= No Orchids for Miss Blandish (play) =

No Orchids for Miss Blandish is a 1942 British stage adaptation by James Hadley Chase and Robert Nesbitt of Chase's 1939 novel of the same name. It ran for 203 performances at the Prince of Wales Theatre in the West End.

The play starred Robert Newton as Slim Grisson, Mary Clare as Ma Grisson, and Linden Travers, who reprised her role as Miss Blandish in the 1948 film adaptation. The stage version was well received, particularly in comparison to the film, which was widely denounced as salacious due to the film's portrayal of violence and sexuality.

The story, set in Kansas City, follows the wealthy American Miss Blandish who is kidnapped after a failed robbery, during which her fiance is killed. Her initial captors are subsequently killed during a run-in with another gang, led by Ma Grisson and her son, Slim. Ma sexually molests Miss Blandish and plans to kill her after extorting a ransom from her family. However, Slim opposes his mother's plan as he has fallen in love with Miss Blandish and she subsequently falls in love with Slim. The Blandish family secretary, Mr. Lucie, hires the private detective Dave Fenner to help rescue Miss Blandish. After the bloody rescue attempt, in which Slim is killed, Miss Blandish commits suicide.

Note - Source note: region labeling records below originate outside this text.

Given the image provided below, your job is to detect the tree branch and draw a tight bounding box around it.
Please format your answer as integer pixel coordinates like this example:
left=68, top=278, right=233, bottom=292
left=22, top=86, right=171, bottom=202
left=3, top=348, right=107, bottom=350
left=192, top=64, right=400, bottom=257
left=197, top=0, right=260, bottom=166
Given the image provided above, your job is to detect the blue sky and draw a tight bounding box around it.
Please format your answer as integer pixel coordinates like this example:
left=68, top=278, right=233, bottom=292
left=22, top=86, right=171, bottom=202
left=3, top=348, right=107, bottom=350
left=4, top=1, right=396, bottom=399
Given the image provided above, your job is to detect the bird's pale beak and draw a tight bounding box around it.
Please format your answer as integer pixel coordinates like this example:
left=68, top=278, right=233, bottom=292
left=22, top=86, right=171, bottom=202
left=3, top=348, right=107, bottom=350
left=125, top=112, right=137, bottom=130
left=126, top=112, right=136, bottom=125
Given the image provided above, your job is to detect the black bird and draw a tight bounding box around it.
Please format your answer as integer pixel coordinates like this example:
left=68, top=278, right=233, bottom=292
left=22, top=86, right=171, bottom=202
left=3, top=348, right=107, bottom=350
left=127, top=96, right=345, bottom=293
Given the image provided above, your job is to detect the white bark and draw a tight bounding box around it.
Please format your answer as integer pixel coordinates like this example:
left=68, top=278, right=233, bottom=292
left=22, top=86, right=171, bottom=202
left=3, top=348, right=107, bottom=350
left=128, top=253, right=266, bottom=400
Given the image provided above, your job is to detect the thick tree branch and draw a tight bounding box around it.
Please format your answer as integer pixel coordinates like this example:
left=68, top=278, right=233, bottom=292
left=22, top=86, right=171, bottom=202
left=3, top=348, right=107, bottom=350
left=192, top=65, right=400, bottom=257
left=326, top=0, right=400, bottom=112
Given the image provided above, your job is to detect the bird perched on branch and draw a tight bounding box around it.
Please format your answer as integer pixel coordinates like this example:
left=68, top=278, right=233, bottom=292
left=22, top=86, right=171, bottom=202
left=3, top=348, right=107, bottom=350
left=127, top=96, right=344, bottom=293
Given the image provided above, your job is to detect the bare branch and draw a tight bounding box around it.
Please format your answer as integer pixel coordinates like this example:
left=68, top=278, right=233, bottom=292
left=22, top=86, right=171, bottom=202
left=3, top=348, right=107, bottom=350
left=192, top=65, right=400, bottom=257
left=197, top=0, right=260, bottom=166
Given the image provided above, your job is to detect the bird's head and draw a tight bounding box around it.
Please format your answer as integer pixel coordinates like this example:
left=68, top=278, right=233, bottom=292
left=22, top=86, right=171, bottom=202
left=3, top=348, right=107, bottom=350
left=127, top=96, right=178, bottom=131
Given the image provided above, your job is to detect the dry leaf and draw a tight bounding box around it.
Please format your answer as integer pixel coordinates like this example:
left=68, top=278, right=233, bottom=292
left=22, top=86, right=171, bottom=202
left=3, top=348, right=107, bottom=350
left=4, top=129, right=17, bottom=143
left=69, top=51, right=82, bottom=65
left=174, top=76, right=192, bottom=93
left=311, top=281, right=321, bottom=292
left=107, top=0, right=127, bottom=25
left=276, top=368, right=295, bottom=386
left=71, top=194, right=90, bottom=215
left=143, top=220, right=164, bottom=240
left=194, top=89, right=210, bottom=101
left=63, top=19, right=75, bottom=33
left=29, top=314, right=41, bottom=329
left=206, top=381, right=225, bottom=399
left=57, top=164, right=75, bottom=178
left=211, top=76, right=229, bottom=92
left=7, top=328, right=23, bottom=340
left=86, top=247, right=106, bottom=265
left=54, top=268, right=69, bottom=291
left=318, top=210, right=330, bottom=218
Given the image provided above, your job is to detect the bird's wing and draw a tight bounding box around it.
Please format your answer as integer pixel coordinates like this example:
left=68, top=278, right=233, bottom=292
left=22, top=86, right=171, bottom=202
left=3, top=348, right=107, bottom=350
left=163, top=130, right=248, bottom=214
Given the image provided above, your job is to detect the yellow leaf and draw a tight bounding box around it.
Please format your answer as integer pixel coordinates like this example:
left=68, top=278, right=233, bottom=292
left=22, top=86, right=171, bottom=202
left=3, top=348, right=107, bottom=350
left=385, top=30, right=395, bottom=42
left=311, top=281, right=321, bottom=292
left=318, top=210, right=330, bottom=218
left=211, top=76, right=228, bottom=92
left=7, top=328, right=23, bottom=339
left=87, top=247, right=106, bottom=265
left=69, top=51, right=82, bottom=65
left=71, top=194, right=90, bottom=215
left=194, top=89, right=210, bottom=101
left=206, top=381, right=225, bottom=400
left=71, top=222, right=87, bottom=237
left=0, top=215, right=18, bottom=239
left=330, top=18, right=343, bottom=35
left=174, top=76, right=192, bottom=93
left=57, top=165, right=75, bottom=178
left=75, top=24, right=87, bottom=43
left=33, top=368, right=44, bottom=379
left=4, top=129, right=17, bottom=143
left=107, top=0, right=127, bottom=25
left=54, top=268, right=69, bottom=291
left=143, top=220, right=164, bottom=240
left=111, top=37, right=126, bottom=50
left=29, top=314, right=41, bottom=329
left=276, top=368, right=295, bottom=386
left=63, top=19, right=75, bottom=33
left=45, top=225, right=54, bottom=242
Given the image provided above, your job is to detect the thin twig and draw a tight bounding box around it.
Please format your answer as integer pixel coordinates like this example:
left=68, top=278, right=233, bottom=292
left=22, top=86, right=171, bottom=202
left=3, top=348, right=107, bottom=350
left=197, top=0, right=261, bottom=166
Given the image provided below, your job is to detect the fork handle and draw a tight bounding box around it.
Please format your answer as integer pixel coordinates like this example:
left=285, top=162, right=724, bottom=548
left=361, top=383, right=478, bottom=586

In 1950, a French adaptation was presented in Paris starring Nicole Riche, Jean-Marc Tennberg, Renée Gardes and Sacha Tarride, which a review in Carrefour called a masterpiece. Riche disappeared between acts of one of the performances which was canceled and the audience was given their money back. A letter was found in her dressing room condemning her of appearing in an "immoral" production. She appeared two days later stating that she had been kidnapped, released and was found by gypsies in a wood. The story was dismissed by the police as "poppycock" and was seen as an attempt to promote press coverage about the play.

A 1978 revival in Glasgow, in a new adaptation by Robert David MacDonald, featured Pierce Brosnan as Eddie, one of the goons.